Description
One way to serialize a binary tree is to use preorder traversal. When we encounter a non-null node, we record the node’s value. If it is a null node, we record using a sentinel value such as '#'.
For example, the above binary tree can be serialized to the string "9,3,4,#,#,1,#,#,2,#,6,#,#", where '#' represents a null node.
Given a string of comma-separated values preorder, return true if it is a correct preorder traversal serialization of a binary tree.
It is guaranteed that each comma-separated value in the string must be either an integer or a character '#' representing null pointer.
You may assume that the input format is always valid.
- For example, it could never contain two consecutive commas, such as
"1,,3".
Note: You are not allowed to reconstruct the tree.
Examples:
Example 1:
Input: preorder = "9,3,4,#,#,1,#,#,2,#,6,#,#"
Output: true
Example 2:
Input: preorder = "1,#"
Output: false
Example 3:
Input: preorder = "9,#,#,1"
Output: falseSolution in Python
To solve this problem, we need to check whether a given preorder traversal string is a valid serialization of a binary tree. This problem can be approached by simulating the construction of the binary tree as we process the string.
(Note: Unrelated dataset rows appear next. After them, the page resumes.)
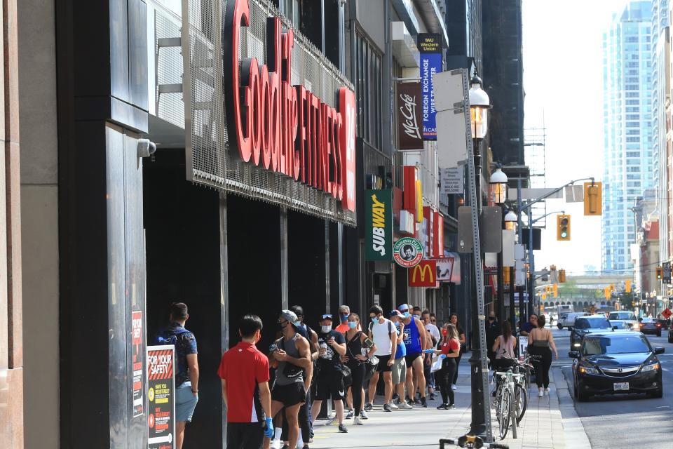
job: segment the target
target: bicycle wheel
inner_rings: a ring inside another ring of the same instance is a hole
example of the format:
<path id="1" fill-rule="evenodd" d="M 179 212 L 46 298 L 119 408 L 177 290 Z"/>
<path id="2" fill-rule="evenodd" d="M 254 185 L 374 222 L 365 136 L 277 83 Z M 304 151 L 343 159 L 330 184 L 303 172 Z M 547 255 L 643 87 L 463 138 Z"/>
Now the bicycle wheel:
<path id="1" fill-rule="evenodd" d="M 512 391 L 508 387 L 503 389 L 500 401 L 498 403 L 498 425 L 500 427 L 500 439 L 504 440 L 510 429 L 510 404 L 512 402 Z"/>
<path id="2" fill-rule="evenodd" d="M 521 422 L 524 415 L 526 414 L 526 408 L 528 406 L 528 391 L 519 383 L 514 385 L 515 407 L 517 410 L 517 424 Z"/>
Specifically, we track the number of “slots” available for placing child nodes and update this count as we process each node.
Key Ideas:
- Slot System: Each node in a binary tree uses a “slot.” A non-null node (an integer) consumes one slot but generates two new slots (for its left and right children). A null node (
#) simply consumes one slot but does not generate any new slots. - Validation: As we process the nodes in the preorder string, we maintain a count of available slots. If at any point we have no available slots but are still processing nodes, or if there are extra slots left over after all nodes have been processed, then the string does not represent a valid tree.
Plan:
- Start with one slot for the root of the tree.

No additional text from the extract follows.